CAP Meeting

2 December 1998

Scripps Institution of Oceanography

Predicting ENSO Impacts on Intraseasonal Precipitation Statistics in California: The 1997-98 Event

T.P. Barnett, A. Gershunov and D.C. Cayan

Climate Research Division

Scripps Institution of Oceanography


ENSO has a significant effect on seasonal statistics of high frequency precipitation and temperature (e.g. frequencies of extremes) in both observations and GCMs. GCMs, however, do not simulate realistically the spatial features over the United States of the ENSO signal in high frequency weather. On the other hand, they do a reasonable job simulating ENSO signals in monthly or seasonal averages of such well-behaved variables as geopotential heights. The question we pose is can the large scale abilities of the GCMs be used with observations, in a statistical downscaling scheme, to produce useful GCM-derived intraseasonal climate statistics.

Observed 700mb geopotential heights have been used to to create a Hybrid model that estimates precipitation total, intensity and frequency. This model shows considerable skill during extreme ENSO events ( Figure 1 ).

Forecasts of heavy rainfall frequency are made by two models of differing complexity: (a) straight statistical forecast based on a simple ENSO index and daily observations from 1950-1995 (Statistical) and (b) statistically downscaled GCM forecast going from geopotential height anomalies to the same set of intraseasonal metrics as in (a) (Hybrid). Looking at the El Nino JFMs on record, the Hybrid model contributes significantly to the forecast skill when looking at the precipitation total, intensity and and frequency ( Figure 2 ).

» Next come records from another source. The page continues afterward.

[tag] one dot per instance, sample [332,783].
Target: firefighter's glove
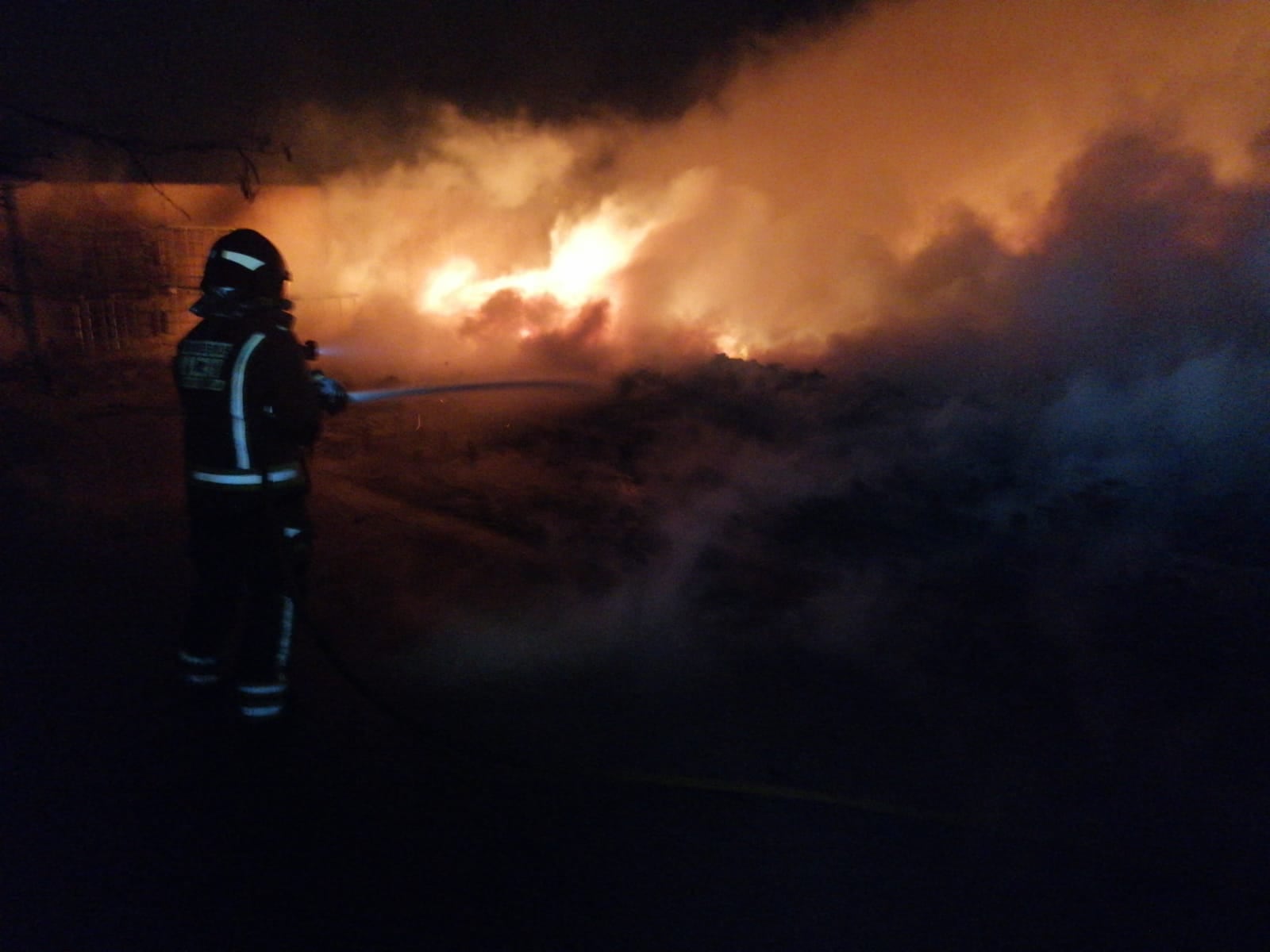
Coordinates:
[330,393]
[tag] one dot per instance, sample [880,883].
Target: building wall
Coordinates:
[114,266]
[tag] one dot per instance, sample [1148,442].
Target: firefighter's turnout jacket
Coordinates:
[251,413]
[249,404]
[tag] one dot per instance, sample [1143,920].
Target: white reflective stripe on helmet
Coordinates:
[281,687]
[245,260]
[238,387]
[245,479]
[272,711]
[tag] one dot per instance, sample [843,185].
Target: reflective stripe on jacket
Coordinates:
[249,405]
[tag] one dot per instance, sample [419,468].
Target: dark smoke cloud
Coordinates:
[1032,498]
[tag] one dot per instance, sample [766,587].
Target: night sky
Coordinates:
[229,73]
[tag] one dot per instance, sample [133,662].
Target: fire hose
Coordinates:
[368,397]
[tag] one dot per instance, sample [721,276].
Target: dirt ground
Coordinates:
[451,781]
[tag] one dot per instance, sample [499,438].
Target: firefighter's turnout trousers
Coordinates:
[251,555]
[251,413]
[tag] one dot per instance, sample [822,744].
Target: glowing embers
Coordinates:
[586,258]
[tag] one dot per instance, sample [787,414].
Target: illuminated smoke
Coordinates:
[791,209]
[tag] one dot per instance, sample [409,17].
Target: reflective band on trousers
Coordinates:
[238,401]
[279,474]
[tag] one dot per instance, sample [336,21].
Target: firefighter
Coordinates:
[252,412]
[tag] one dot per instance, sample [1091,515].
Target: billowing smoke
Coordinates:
[819,194]
[935,346]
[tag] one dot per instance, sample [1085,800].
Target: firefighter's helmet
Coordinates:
[244,272]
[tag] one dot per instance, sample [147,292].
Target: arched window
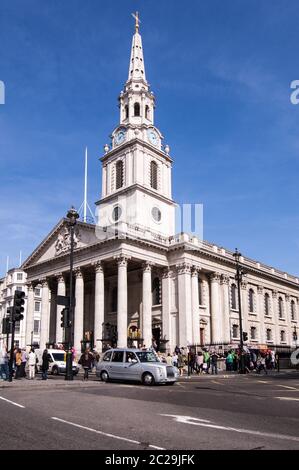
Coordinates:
[235,331]
[280,307]
[293,310]
[119,178]
[233,292]
[114,299]
[156,291]
[253,332]
[154,175]
[200,292]
[136,109]
[267,304]
[269,334]
[251,300]
[147,114]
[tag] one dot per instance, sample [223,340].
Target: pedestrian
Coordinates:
[32,359]
[214,359]
[169,359]
[4,370]
[86,361]
[199,362]
[24,362]
[18,361]
[175,359]
[45,364]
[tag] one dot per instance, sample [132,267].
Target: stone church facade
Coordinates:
[135,279]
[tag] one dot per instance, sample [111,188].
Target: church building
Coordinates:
[137,281]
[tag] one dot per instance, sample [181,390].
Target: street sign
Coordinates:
[63,300]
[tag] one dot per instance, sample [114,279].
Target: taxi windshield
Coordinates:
[147,356]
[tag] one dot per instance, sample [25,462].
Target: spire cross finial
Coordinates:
[137,20]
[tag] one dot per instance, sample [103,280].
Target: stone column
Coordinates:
[275,320]
[99,306]
[225,308]
[45,315]
[195,306]
[244,307]
[147,304]
[287,316]
[30,314]
[122,302]
[261,315]
[216,320]
[184,292]
[166,307]
[59,308]
[79,310]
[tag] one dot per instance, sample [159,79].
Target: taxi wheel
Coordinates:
[104,376]
[55,370]
[148,379]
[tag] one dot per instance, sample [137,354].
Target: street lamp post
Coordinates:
[72,217]
[238,277]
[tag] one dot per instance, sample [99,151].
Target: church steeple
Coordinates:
[137,102]
[136,66]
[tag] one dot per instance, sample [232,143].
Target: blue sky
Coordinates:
[221,73]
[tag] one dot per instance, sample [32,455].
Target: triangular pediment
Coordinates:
[57,242]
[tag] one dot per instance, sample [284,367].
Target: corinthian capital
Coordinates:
[78,273]
[183,268]
[147,266]
[98,266]
[215,277]
[224,279]
[122,260]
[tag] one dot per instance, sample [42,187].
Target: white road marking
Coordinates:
[287,386]
[208,424]
[12,402]
[120,438]
[287,398]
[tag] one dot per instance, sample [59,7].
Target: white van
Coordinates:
[56,361]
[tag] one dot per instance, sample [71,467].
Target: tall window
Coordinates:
[233,291]
[293,310]
[200,293]
[280,307]
[146,112]
[114,299]
[251,300]
[267,304]
[119,174]
[36,325]
[156,291]
[253,332]
[136,109]
[154,175]
[235,331]
[282,336]
[17,327]
[269,334]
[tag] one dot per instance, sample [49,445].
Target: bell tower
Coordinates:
[136,167]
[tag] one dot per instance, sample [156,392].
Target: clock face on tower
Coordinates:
[120,136]
[152,136]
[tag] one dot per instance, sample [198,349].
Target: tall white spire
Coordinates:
[136,66]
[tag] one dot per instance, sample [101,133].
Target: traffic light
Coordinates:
[18,308]
[245,336]
[64,318]
[6,326]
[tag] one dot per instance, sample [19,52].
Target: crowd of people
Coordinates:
[207,360]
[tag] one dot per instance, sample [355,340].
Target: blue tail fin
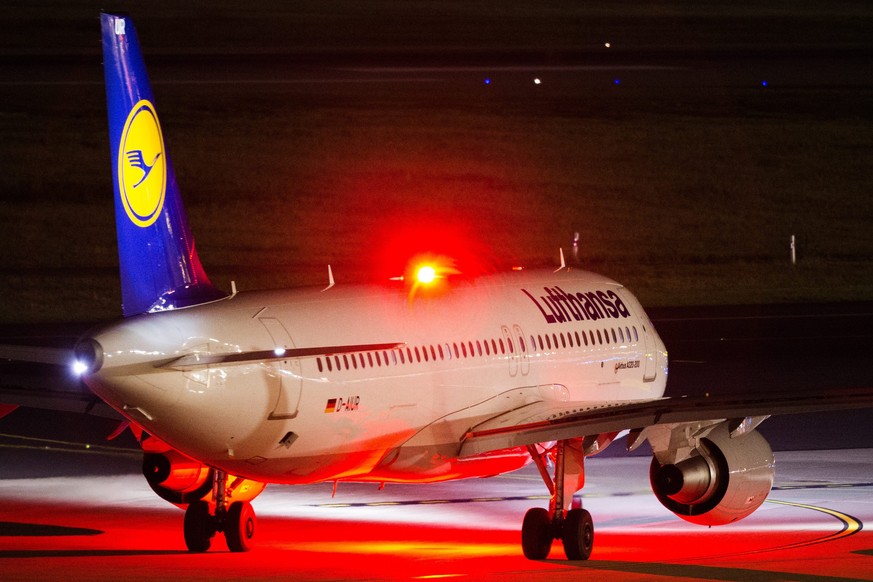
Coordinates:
[160,268]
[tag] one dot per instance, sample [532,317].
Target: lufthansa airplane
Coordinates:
[442,378]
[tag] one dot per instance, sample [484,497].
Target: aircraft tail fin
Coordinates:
[160,269]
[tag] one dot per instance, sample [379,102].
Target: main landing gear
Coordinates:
[564,520]
[236,520]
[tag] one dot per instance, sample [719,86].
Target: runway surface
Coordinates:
[105,523]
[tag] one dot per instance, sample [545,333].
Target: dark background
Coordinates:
[361,133]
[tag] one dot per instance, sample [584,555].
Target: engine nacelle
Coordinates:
[180,479]
[724,481]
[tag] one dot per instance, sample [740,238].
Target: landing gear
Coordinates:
[572,525]
[236,521]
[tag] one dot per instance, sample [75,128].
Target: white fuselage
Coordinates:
[465,353]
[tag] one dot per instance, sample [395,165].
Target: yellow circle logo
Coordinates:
[142,167]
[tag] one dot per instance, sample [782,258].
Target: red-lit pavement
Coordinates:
[113,527]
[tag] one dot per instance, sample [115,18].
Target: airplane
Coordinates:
[423,380]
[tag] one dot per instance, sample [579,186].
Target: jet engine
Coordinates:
[180,479]
[724,480]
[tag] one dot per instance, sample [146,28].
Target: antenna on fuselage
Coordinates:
[330,281]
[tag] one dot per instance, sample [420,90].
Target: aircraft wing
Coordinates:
[540,422]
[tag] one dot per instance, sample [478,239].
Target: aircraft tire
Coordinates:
[199,527]
[578,534]
[240,526]
[536,534]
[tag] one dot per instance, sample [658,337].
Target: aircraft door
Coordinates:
[650,366]
[522,350]
[290,378]
[511,351]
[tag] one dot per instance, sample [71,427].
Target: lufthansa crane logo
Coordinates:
[142,167]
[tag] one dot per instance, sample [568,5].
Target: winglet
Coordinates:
[160,268]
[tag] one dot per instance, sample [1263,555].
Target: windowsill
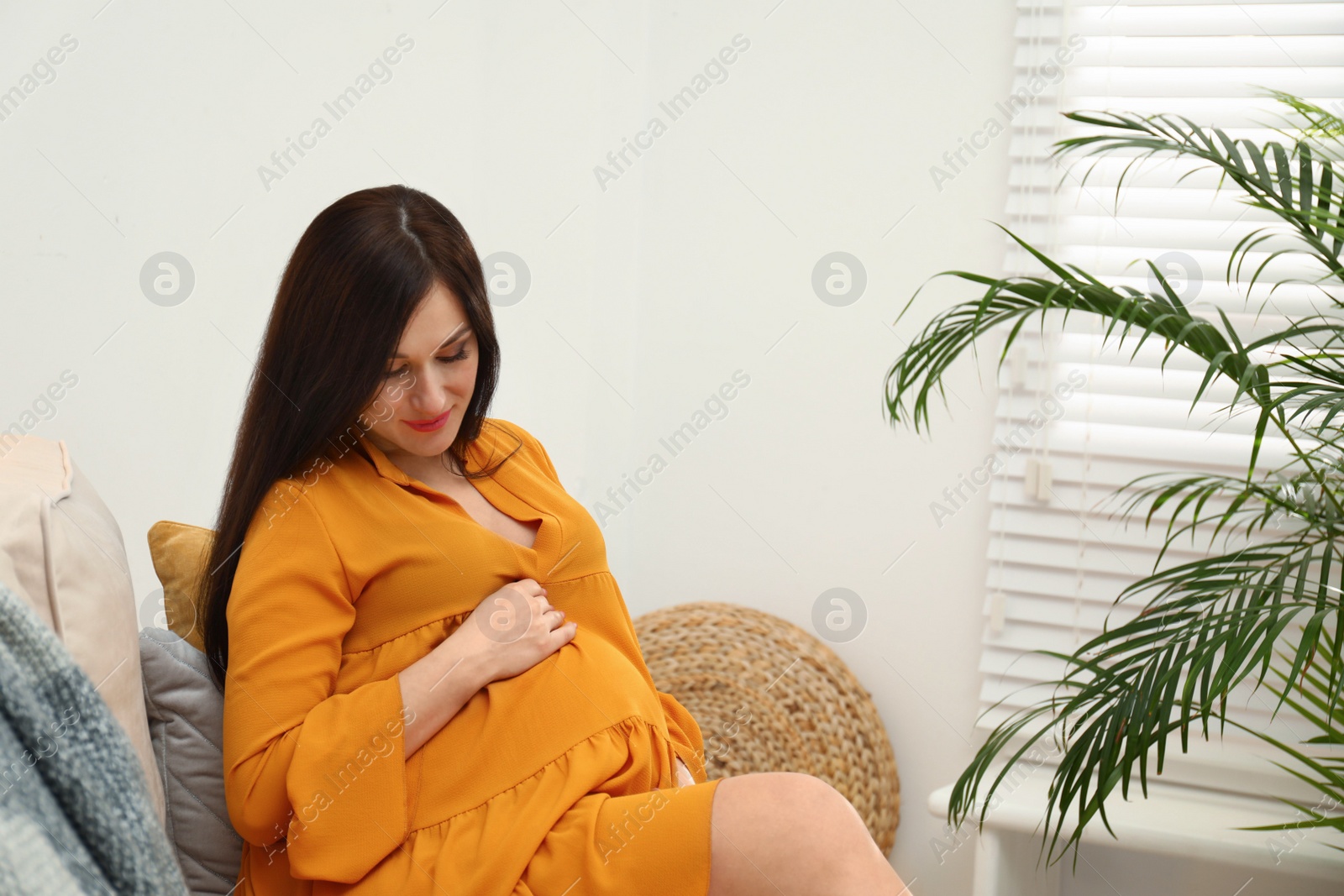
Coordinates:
[1173,821]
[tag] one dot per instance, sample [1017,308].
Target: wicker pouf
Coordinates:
[769,696]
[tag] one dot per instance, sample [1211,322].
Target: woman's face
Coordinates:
[428,382]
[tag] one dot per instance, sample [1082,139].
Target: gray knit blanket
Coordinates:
[76,815]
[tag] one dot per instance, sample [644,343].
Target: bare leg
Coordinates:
[784,833]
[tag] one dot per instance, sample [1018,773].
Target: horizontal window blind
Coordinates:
[1058,553]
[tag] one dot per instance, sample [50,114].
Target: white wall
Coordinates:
[645,296]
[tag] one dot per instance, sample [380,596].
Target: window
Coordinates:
[1057,557]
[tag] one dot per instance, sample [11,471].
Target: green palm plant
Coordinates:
[1265,613]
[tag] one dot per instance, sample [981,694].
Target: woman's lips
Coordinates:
[429,426]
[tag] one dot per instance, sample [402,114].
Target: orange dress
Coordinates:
[559,781]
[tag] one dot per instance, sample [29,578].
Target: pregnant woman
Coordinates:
[432,681]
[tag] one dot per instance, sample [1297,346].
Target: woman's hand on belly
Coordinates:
[507,633]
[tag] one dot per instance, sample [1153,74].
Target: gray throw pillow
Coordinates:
[186,726]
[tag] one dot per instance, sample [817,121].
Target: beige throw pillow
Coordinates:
[62,553]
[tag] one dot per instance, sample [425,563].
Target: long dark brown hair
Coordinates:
[351,285]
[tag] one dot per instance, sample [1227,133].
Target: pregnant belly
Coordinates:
[514,727]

As a case study, we will present forecasts of heavy rainfall frequency for JFM 1998. We compare the Statistical and Hybrid models with a dynamically downscaled GCM forecast made by a nested regional model. To the left is shown the precipitation intensity for the Hybrid model compared to observations. The green region shows where the model is in good agreement with observations (within 50 percent). The yellow and red areas show where the model underestimates precipitation and the blue and purple areas show where the model overestimates precipitation. This image illustrates the good agreement between the Hybrid model and observations for JFM 1998. In this case the use of the nested regional model does not add to the forecast skill ( Figure 3 ). A forecast for JFM 1999 from the statistical model indicates a drier-than-normal season for southern California ( Figure 4 ).


Figure 1

Figure 1 shows the skill of the observed 700mb geopotential height model in explaining precipitation total, intensity and frequency in percent variance for all years, warm years and cold years.

Figure 2

Figure 2 shows the skill in proportion of variance explained by the purely Statistical model (tropical Pacific SST - California rainfall) and the Hybrid model (GCM 700mb heights and statistical downscaling to the three precipitation variables) for the El Nino JFMs on record. This is a cross-validated measure, so negative values are possible where no skill is present. Only positive values are plotted in color and with contours at .1 intervals.

Figure 3

Figure 3 shows the ratio of the JFM 1998 forecasts to observations from the three approaches (Statistical, Hybrid and Dynamical - columns) for the three rainfall variables (rows). The heavy contour is ratio = 1. Green color represents forecast agreement to within 50 percent of observations. Yellow and red (blue and purple) are underestimations (overestimations) of between 50-100 percent and over 100 percent, respectively.

Figure 4

Figure 4 shows the JFM 1999 forecast from the Statistical model. Anomalies are shown in the left column in units of probability of being larger than a random observation from the local 1950-1995 climatology. The 0.5 (the median) contour is thickened. Larger (wetter) values are solid, smaller (drier) values are dashed at 0.1 intervals. The middle column represents total forecast fields (as opposed to anomalies). The right column shows the cross-validated skill associated with this La Nina forecast.